I am a United States Marine. I served this country believing in its most basic promise: that every person is entitled to a fair trial. That promise is not abstract to me—I lost sixteen friends defending it. That is why what happened to me in a federal courtroom last November still troubles me deeply.

I was scheduled to testify as a defense witness in a federal co-conspiracy trial involving the Kouza brothers. I had been on the witness list for months. My testimony concerned pharmacy data, audit procedures, and the technical flaws underlying the government’s case—subjects in which I have served repeatedly as a qualified expert.

Then, less than twelve hours before I was to take the stand, everything changed.

On the evening of November 3, 2024, defense counsel informed me that federal prosecutors had sent an email warning that if I testified the next morning, I risked being added to the conspiracy and criminally charged myself. No indictment. No explanation. No opportunity to review exhibits. Just a warning—delivered at the last possible moment.

That is not justice. That is intimidation.

Because defense counsel were not my attorneys, they could not advise me. I immediately contacted my own lawyer. She had not been involved in the trial and had not seen the government’s exhibits. While she was confident I had done nothing illegal, she explained the reality: I could still be charged, forced to retain criminal counsel at enormous cost, and spend years defending myself before ultimately being cleared. Based on that risk—and past experience with flawed and biased administrative proceedings—she could not recommend that I testify.

So I declined.

As a result, I was silenced. And because other defense witnesses’ testimony depended on mine, the Kouza brothers presented no defense witnesses at all.

That outcome was no accident.

Why My Testimony Mattered

The central issue in the Kouza case involved Michigan’s invoice audit bulletin, MSA 15-15, which became effective July 1, 2015. The bulletin required pharmacies to retain seven years of purchase invoices to prove they had acquired the drugs they dispensed.

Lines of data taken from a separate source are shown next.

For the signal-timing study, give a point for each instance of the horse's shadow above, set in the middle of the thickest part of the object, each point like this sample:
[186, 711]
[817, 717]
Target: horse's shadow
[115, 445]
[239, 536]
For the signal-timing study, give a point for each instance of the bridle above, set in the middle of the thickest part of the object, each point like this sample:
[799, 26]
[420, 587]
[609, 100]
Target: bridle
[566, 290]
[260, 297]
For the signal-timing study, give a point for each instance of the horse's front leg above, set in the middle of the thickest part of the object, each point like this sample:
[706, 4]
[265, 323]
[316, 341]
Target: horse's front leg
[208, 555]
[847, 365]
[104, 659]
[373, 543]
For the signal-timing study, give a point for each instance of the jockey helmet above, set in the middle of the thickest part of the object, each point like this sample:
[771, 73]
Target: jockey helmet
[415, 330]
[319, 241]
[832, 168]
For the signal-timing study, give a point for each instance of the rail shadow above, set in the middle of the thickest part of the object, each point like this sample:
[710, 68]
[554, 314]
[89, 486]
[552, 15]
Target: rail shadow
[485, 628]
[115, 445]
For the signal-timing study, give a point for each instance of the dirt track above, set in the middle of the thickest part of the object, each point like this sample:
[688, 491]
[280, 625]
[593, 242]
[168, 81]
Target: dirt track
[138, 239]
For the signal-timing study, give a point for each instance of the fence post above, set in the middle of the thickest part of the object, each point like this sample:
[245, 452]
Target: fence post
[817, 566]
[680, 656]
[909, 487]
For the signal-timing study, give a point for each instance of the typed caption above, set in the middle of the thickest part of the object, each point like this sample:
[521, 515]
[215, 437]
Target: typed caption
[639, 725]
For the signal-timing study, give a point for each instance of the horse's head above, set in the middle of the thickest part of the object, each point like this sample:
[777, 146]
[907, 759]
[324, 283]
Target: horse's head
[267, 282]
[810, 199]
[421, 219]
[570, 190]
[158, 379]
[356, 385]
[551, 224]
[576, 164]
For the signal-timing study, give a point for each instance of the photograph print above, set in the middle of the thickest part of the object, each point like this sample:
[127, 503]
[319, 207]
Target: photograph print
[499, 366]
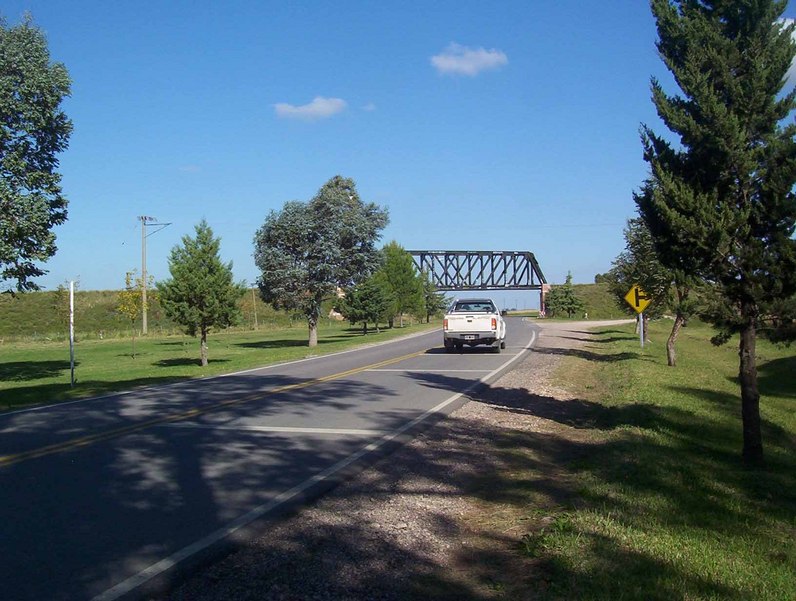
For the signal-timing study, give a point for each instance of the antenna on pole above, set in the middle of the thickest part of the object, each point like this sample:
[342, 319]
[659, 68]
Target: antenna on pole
[145, 223]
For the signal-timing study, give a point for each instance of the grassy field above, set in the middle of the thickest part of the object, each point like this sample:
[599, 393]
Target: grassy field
[45, 316]
[37, 372]
[652, 500]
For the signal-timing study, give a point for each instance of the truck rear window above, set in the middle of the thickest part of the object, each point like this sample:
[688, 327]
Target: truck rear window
[464, 307]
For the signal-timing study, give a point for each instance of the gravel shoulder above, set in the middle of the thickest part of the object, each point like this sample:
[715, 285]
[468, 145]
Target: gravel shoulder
[430, 520]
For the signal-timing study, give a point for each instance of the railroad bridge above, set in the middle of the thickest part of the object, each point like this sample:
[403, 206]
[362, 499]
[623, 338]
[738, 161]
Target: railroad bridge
[482, 270]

Yet the Michigan Office of Inspector General retroactively applied this requirement back to 2010—five years before the bulletin existed. I had challenged this exact practice in other cases. In one appeal, a circuit court judge ruled that the OIG could not backdate the bulletin and threw out the audit entirely.

Despite that ruling, the OIG continued using retroactive standards in the Kouza audits.

Even more troubling, OIG agents with no pharmacy software experience entered pharmacies and seized a Drug Utilization Report (DUR), falsely treating it as a dispensing report. Pharmacists themselves were unfamiliar with this report. The OIG was repeatedly informed—by me and others—that the DUR was not a dispensing record. Still, it was used as the foundation for overpayment claims.

In administrative hearings, judges within the same department as the OIG agents consistently sided with the agency. At one hearing, after an affidavit denied that the DUR was used, an agent admitted under oath that the report title had been changed at the direction of OIG leadership—without altering the underlying data.

These practices were not about preventing fraud. They were about generating recoveries.

No Fraud Proven—At Any Level

Fraud requires intent, billing, and non-dispensing. Across approximately 1.5 million prescriptions filled by the Kouza pharmacies over ten years, the government could not identify a single prescription that was billed and not dispensed.

Yet the alleged overpayment grew—from $3.1 million in state proceedings to $15 million in federal court—based not on actual financial data, but on an “intended loss” theory.

This is especially striking because the federal government had already obtained the pharmacies’ banking records. Those records showed approximately $41 million in revenue against $31 million in drug costs—a 24 percent margin, entirely normal for a retail pharmacy.

The real money trail told a mundane story. It was ignored.

A System That Punishes Without Accountability

Years into these audits, the OIG quietly halted proceedings after discovering its database failed to account for third-party liability claims—Medicaid prescriptions that had been reversed as required by federal law. Correcting that error significantly reduced overpayment figures. Whether earlier pharmacies were reimbursed remains unclear.

Meanwhile, independent pharmacies were expected to manually reconcile thousands of invoices across years, matching drugs with dozens of possible National Drug Codes—an impossible task for most small businesses.

And the consequences extended far beyond the defendants. Fifteen unrelated pharmacies were shuttered. Employees lost jobs. Family members with no involvement in the case saw their businesses close simply because they shared a last name.

Why This Matters

The Department of Justice knew I could explain the data. It knew my testimony would challenge the narrative. And it chose to ensure the jury never heard it.

When prosecutors use the threat of indictment to silence witnesses—especially on the eve of testimony—the integrity of the justice system is at risk. A trial where defendants present no witnesses is not neutral ground. Jurors notice. Conclusions follow.

I did not serve this country so that fear would replace fairness in its courtrooms.

Witness intimidation—whether overt or strategic—has no place in American justice. If we tolerate it, we erode the very liberties we claim to defend.

Wayne Seiler is a United States Marine veteran from Northville, Michigan.